Alle Parteien wollen mehr Geld für das Bundesheer, Pläne liegen noch nicht vor. Wohin könnte der Weg führen?


Österreichs Politik ist sich einig: Das Bundesheer soll mehr Geld bekommen. Im Nationalen Sicherheitsrat haben sich alle Parteien zu Investitionen bekannt. Verteidigungsministerin Klaudia Tanner (ÖVP) wollte im Jahr 2020 die Landesverteidigung noch auf ein Minimum reduzieren. Diese Woche sagte sie, dass es einen "unglaublichen Nachholbedarf" bei der Ausstattung gebe.

Damit folgt Österreich der europaweiten Trendwende, die sich seit dem Ukraine-Krieg vollzogen hat. Schweden will sein Heer deutlich stärken. In Deutschland sollen noch 2022 die Militärausgaben die Höhe von mindestens zwei Prozent des BIPs erreichen. Ein 100 Milliarden Euro schwerer Sonderfonds zur Modernisierung der Armee ist vorgesehen.

Konkrete Zahlen gibt es in Österreich noch nicht. Wie hoch der Bedarf sein werde, ist laut Tanner noch unklar: "Was viel wichtiger ist, als eine einzelne Zahl zu nennen, ist, dass auch gezielt investiert wird. Das beginnt bei der Infrastruktur, geht über die Investments in den verschiedenen strategischen Bereichen, von der Cyberabwehr beginnend, bis hin zu den schweren Waffen."
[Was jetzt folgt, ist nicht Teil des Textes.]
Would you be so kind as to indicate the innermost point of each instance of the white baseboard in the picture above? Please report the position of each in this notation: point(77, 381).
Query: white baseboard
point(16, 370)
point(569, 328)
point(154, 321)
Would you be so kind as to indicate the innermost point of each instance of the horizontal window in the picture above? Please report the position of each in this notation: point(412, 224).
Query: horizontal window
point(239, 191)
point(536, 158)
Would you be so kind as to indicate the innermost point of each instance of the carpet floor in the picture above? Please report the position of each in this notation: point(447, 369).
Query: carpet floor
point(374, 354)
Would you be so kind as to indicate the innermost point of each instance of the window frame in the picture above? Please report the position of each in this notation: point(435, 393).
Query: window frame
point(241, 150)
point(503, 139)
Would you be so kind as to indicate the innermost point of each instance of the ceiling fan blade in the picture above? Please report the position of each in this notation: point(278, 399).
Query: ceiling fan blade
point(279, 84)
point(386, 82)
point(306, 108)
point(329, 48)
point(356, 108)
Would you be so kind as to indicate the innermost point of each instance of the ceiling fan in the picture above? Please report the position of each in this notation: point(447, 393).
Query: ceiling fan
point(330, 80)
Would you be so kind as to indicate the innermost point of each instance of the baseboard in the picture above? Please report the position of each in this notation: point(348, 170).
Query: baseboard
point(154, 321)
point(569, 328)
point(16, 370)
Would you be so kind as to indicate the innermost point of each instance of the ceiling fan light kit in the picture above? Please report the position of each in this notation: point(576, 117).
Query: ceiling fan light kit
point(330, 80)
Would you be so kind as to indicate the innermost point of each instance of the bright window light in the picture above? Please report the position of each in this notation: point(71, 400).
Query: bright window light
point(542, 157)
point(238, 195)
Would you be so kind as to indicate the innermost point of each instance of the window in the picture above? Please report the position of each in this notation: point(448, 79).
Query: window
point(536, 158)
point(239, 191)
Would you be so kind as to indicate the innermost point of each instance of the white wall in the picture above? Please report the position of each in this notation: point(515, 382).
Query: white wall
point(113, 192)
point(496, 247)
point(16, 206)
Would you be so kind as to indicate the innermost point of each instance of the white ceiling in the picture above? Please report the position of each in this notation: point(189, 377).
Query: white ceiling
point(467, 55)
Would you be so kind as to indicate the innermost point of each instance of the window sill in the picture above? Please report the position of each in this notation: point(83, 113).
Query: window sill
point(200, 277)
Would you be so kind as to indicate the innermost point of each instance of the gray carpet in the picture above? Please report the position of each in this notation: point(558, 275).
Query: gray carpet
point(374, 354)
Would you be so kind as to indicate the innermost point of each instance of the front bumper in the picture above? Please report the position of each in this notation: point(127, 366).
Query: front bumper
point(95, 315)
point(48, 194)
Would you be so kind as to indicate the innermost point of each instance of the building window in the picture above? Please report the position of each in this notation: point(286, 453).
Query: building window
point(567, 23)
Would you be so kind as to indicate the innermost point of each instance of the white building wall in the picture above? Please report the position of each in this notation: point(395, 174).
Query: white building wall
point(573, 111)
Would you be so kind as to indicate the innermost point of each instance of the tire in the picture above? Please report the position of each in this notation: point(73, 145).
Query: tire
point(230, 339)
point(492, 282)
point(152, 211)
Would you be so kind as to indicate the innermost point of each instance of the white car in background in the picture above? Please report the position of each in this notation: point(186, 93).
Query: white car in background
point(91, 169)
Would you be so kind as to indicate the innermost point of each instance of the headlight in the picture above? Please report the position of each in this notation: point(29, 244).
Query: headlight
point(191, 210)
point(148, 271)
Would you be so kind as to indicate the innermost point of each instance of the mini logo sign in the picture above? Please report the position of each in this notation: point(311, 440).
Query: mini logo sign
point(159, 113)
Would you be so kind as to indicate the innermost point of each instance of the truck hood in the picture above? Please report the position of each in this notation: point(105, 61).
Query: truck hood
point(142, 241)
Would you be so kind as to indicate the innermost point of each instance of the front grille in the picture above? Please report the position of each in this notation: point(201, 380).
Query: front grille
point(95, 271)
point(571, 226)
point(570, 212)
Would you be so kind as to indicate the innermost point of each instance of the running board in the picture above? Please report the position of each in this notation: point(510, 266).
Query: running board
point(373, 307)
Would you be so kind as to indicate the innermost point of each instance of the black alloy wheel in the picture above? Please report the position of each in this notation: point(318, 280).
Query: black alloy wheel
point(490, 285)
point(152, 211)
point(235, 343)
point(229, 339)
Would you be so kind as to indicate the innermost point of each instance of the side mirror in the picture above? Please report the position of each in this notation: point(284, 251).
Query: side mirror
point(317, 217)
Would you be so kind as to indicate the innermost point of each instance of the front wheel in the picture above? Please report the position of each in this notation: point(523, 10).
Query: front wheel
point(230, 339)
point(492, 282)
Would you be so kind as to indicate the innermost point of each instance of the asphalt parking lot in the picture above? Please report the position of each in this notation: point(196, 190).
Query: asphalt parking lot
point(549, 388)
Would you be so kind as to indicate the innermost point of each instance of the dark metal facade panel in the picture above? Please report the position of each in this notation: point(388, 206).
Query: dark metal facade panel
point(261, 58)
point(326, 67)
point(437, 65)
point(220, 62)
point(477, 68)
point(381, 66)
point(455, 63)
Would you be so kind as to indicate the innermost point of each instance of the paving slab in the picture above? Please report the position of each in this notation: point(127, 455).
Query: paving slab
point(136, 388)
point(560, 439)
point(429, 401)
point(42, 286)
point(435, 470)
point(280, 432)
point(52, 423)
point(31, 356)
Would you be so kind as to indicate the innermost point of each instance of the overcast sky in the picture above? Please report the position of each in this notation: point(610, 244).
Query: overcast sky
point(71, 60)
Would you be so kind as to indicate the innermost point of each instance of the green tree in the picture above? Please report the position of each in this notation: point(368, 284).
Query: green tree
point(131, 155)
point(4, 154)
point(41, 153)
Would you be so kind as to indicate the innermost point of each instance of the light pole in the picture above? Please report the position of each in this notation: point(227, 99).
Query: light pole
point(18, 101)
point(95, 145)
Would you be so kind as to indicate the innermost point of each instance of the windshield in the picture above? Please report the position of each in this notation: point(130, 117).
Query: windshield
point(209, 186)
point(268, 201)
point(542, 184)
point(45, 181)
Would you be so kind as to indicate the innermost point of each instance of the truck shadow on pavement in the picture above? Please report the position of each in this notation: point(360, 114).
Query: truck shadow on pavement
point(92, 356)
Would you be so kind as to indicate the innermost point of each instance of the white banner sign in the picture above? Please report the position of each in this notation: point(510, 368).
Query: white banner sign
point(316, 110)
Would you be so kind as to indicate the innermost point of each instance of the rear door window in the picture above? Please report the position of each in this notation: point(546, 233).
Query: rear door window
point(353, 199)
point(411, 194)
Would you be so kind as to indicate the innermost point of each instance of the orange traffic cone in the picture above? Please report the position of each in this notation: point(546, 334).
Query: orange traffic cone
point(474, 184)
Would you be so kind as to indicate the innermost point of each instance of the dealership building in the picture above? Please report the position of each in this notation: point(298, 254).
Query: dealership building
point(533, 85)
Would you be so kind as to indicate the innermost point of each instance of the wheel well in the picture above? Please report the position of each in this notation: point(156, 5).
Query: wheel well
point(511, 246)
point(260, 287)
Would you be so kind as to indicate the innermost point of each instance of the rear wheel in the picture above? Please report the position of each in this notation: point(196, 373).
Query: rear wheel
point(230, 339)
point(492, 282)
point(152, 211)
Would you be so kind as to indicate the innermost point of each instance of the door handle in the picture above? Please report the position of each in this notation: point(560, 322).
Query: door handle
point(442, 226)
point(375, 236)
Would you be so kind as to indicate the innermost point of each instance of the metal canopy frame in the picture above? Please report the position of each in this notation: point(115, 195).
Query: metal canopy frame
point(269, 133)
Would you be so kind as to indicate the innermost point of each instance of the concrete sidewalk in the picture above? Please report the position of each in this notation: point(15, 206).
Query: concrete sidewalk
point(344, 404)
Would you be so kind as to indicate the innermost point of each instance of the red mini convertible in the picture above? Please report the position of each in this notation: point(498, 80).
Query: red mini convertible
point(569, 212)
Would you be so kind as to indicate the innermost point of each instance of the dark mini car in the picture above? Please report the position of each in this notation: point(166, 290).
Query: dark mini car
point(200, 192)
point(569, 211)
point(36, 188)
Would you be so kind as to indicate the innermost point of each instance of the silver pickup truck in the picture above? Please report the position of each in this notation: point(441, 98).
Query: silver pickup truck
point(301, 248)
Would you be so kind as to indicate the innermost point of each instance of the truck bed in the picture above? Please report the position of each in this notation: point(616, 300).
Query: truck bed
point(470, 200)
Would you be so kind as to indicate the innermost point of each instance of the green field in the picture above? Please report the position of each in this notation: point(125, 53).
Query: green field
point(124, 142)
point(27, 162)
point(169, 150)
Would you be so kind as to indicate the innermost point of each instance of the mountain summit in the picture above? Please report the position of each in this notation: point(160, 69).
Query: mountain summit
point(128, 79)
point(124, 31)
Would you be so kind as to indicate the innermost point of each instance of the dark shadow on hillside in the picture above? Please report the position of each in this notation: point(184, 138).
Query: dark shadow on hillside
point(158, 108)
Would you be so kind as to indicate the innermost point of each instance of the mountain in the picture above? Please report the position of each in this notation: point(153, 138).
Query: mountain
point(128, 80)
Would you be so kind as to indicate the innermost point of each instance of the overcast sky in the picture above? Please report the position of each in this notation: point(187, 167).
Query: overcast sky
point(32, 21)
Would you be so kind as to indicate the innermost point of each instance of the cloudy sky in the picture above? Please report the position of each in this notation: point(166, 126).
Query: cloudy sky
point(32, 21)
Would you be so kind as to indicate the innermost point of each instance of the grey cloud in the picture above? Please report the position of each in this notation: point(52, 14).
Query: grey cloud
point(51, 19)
Angesichts der Ukrainekrise schwenkte nun aber auch Kanzler Karl Nehammer (ÖVP) auf die langjährige Forderung vieler Experten ein, Österreichs Verteidigungsausgaben auf ein Prozent des Bruttoinlandsprodukts (BIP) zu erhöhen. Das sagte er gegenüber der "Süddeutschen Zeitung", die am Samstag mit einer neuen Österreich-Seite erscheint. Zuvor hatte dies auch die SPÖ gefordert.

Grüne warten auf Pläne

Grundsätzlich gesprächsbereit sind die Grünen. Zunächst müsse Tanner aber Pläne zur Aufrüstung vorlegen, sagt Grünen-Wehrsprecher David Stögmüller zur "Wiener Zeitung". Bisher waren die Grünen äußerst militärkritisch: Noch in deren Programm zur Nationalratswahl 2019 heißt es, das Bundesheer solle sich auf den Katastrophenschutz und internationale Friedenseinsätze fokussieren. Darüber hinaus solle es "auf das absolut notwendige Maß verkleinert werden".

Einen Bericht zu Investitionen ins Militär hat Ex-Verteidigungsminister Thomas Starlinger 2019 mit "Unser Heer 2030" vorgelegt. Der Ist-Zustand: Für 2022 beträgt der Verteidigungsetat 2,7 Milliarden Euro. Im Jahr 2020 war der Anteil der Ausgaben für das Bundesheer 0,671 Prozent des BIPs, 2021 waren es 0,661 Prozent.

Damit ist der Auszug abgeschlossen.